Communication overhead comparison of symmetric key distribution scheme with KDS during key updation and data transmission

The required simulation parameters are given in Table 1.

Table 1 Simulation parameters

Figure 5 compares the number of uncompromised packets received by track model and KDS at BS after 200 rounds. In the KDS scheme, compromised nodes in the network are unable to compromise data, resulting in the BS successfully receiving uncompromised data packets, as opposed to other model in which data packets are more likely to be compromised before reaching the BS.

Fig. 5
A line graph of the uncompromised packets received at B S versus the number of nodes plots the lines for the track model and the K D S scheme. The two curves rise upward and depict an increasing trend.

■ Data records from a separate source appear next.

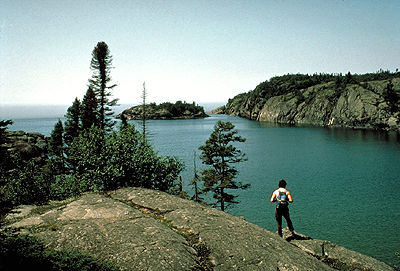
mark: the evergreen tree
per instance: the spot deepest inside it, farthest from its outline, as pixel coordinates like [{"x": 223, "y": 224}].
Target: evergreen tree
[
  {"x": 144, "y": 116},
  {"x": 56, "y": 140},
  {"x": 197, "y": 193},
  {"x": 101, "y": 65},
  {"x": 72, "y": 124},
  {"x": 56, "y": 146},
  {"x": 4, "y": 159},
  {"x": 221, "y": 155},
  {"x": 391, "y": 97},
  {"x": 89, "y": 109}
]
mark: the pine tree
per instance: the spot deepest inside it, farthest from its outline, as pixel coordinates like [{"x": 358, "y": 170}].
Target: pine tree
[
  {"x": 56, "y": 146},
  {"x": 221, "y": 155},
  {"x": 72, "y": 124},
  {"x": 101, "y": 65},
  {"x": 89, "y": 109},
  {"x": 144, "y": 116}
]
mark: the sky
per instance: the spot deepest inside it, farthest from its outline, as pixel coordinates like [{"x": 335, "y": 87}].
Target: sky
[{"x": 202, "y": 51}]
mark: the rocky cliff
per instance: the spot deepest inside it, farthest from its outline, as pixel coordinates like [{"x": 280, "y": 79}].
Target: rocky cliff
[
  {"x": 356, "y": 104},
  {"x": 140, "y": 229}
]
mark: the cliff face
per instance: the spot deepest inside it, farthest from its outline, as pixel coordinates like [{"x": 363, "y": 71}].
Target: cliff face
[
  {"x": 140, "y": 229},
  {"x": 356, "y": 105}
]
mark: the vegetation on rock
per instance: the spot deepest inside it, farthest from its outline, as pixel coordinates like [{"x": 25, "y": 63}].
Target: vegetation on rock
[
  {"x": 178, "y": 110},
  {"x": 221, "y": 155},
  {"x": 361, "y": 101}
]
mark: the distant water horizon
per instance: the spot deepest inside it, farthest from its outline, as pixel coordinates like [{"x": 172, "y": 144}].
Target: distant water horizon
[
  {"x": 24, "y": 111},
  {"x": 344, "y": 181}
]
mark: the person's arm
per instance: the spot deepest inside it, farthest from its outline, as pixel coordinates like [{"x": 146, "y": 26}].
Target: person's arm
[
  {"x": 290, "y": 197},
  {"x": 273, "y": 197}
]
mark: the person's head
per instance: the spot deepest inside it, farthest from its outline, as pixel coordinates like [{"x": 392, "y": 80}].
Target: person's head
[{"x": 282, "y": 183}]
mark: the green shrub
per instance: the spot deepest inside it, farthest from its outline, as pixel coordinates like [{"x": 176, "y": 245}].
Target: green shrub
[
  {"x": 120, "y": 159},
  {"x": 28, "y": 183}
]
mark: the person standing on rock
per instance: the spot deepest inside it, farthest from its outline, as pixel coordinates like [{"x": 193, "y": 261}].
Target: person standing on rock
[{"x": 282, "y": 197}]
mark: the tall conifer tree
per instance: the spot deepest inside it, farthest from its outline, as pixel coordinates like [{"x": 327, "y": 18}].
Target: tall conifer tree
[
  {"x": 89, "y": 109},
  {"x": 72, "y": 124},
  {"x": 221, "y": 155},
  {"x": 101, "y": 65}
]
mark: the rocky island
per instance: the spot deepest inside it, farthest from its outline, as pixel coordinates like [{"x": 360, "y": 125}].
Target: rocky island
[
  {"x": 142, "y": 229},
  {"x": 165, "y": 111},
  {"x": 356, "y": 101}
]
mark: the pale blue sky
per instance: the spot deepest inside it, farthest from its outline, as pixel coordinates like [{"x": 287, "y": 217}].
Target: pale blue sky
[{"x": 201, "y": 51}]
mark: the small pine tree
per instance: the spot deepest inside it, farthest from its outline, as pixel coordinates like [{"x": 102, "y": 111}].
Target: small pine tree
[
  {"x": 392, "y": 98},
  {"x": 144, "y": 116},
  {"x": 89, "y": 109},
  {"x": 221, "y": 156},
  {"x": 72, "y": 124},
  {"x": 101, "y": 65},
  {"x": 56, "y": 142},
  {"x": 56, "y": 147}
]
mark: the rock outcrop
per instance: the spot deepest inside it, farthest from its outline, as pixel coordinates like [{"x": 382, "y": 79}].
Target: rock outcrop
[
  {"x": 164, "y": 111},
  {"x": 355, "y": 105},
  {"x": 140, "y": 229}
]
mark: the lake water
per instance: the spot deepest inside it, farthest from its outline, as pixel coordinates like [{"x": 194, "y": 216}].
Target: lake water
[{"x": 344, "y": 182}]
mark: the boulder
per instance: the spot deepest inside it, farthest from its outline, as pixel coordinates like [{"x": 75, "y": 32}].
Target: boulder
[{"x": 141, "y": 229}]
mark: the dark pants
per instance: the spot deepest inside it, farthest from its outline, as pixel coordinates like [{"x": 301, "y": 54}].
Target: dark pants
[{"x": 282, "y": 210}]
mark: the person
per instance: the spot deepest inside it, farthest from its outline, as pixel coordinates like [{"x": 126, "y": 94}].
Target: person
[{"x": 282, "y": 197}]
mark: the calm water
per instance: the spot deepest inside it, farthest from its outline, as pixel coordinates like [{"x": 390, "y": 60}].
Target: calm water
[{"x": 345, "y": 183}]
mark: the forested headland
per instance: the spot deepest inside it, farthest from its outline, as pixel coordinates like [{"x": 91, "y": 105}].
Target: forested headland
[
  {"x": 167, "y": 110},
  {"x": 351, "y": 100}
]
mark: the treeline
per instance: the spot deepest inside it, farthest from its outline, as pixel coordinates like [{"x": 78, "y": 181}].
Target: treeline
[
  {"x": 87, "y": 152},
  {"x": 179, "y": 108}
]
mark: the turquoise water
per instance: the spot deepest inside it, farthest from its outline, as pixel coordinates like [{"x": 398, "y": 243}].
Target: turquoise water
[{"x": 344, "y": 182}]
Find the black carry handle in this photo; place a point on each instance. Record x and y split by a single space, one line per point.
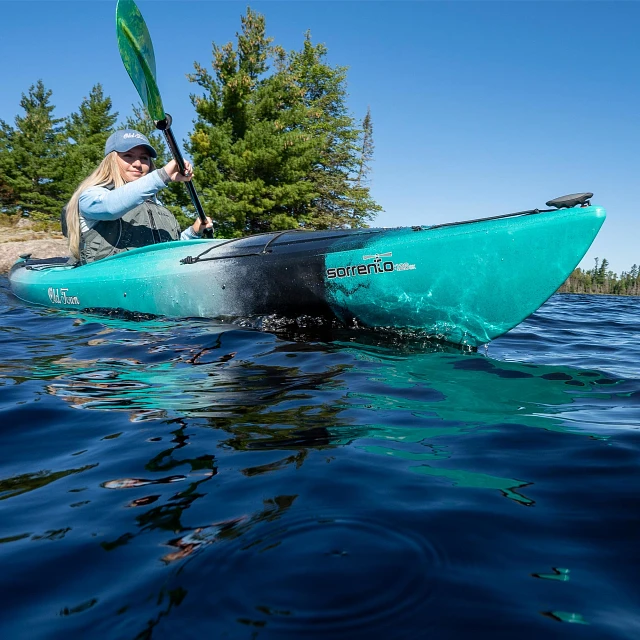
165 127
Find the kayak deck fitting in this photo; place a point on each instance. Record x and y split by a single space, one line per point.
465 283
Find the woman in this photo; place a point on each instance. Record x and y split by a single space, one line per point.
116 209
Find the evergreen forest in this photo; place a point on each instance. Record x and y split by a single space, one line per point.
601 279
273 144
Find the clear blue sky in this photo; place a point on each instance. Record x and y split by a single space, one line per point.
479 108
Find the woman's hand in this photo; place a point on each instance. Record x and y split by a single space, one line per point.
174 172
197 225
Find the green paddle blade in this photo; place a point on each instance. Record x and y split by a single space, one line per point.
136 51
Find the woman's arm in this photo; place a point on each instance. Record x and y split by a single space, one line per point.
99 203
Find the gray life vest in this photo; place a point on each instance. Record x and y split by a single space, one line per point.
148 223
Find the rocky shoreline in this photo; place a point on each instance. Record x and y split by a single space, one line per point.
16 241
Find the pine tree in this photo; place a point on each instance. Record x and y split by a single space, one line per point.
31 158
87 130
8 196
273 146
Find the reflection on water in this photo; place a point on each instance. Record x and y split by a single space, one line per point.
167 479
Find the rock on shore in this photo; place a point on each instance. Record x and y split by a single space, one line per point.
16 242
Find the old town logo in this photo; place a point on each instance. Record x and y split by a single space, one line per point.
378 265
60 296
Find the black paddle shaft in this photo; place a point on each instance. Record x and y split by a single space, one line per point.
165 127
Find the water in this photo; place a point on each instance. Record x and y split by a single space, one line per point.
186 480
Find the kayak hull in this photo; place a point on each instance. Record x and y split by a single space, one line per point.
466 283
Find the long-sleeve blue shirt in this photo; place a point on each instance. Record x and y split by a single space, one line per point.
100 203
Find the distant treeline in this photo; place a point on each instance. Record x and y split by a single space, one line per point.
601 280
273 144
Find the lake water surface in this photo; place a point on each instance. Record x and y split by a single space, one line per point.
163 479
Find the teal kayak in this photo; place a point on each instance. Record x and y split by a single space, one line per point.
465 283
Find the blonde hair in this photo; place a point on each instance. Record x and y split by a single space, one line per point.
107 174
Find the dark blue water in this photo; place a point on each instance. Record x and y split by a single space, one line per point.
187 480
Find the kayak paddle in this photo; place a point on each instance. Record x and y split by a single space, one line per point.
136 51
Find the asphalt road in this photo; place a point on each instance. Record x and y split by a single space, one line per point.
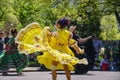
46 75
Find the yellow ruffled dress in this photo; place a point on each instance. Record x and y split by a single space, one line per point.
55 46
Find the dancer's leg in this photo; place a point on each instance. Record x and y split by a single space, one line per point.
53 69
67 71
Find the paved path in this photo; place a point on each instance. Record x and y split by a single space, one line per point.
46 75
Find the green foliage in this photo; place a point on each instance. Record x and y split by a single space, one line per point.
46 12
109 29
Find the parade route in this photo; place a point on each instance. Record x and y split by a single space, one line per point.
46 75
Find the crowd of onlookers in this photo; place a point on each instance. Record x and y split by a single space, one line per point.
107 52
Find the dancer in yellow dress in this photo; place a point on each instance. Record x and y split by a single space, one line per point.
54 45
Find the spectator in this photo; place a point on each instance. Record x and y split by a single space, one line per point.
115 55
1 42
104 64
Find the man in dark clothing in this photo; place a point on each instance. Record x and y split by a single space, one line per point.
1 41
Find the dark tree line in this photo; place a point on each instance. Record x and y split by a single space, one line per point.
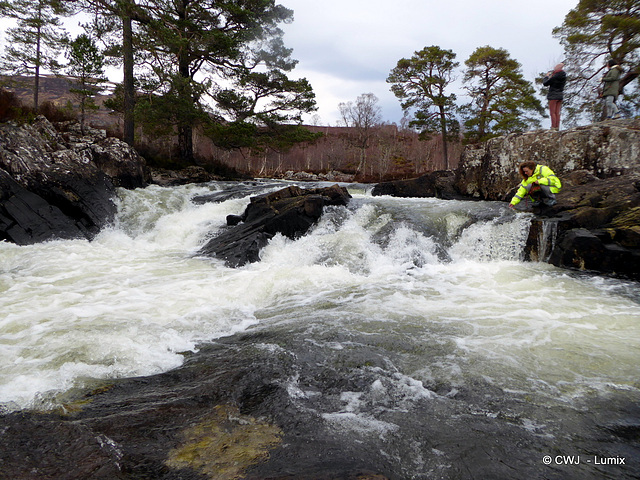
221 67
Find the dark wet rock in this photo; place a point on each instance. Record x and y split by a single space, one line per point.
290 211
596 225
596 222
191 174
439 184
58 185
271 404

Number of uncompromised packets received at BS comparison between track model and KDS

5 Conclusion and Future Scope

The proposed KDS scheme overcomes the problem of key management by reducing number of communication overheads in the network. As in this scheme, there is no chance that more than k segments of data packets collect at single place so compromised nodes in the network will not be able to compromise the data using KDS scheme. Comparison graphs show the proposed KDS scheme is secure and more efficient in prolonging network lifetime. The KDS scheme provides security only on static clusters. So in future, one can extend this work and develop a security framework for dynamic clusters where the size and composition of cluster members varied.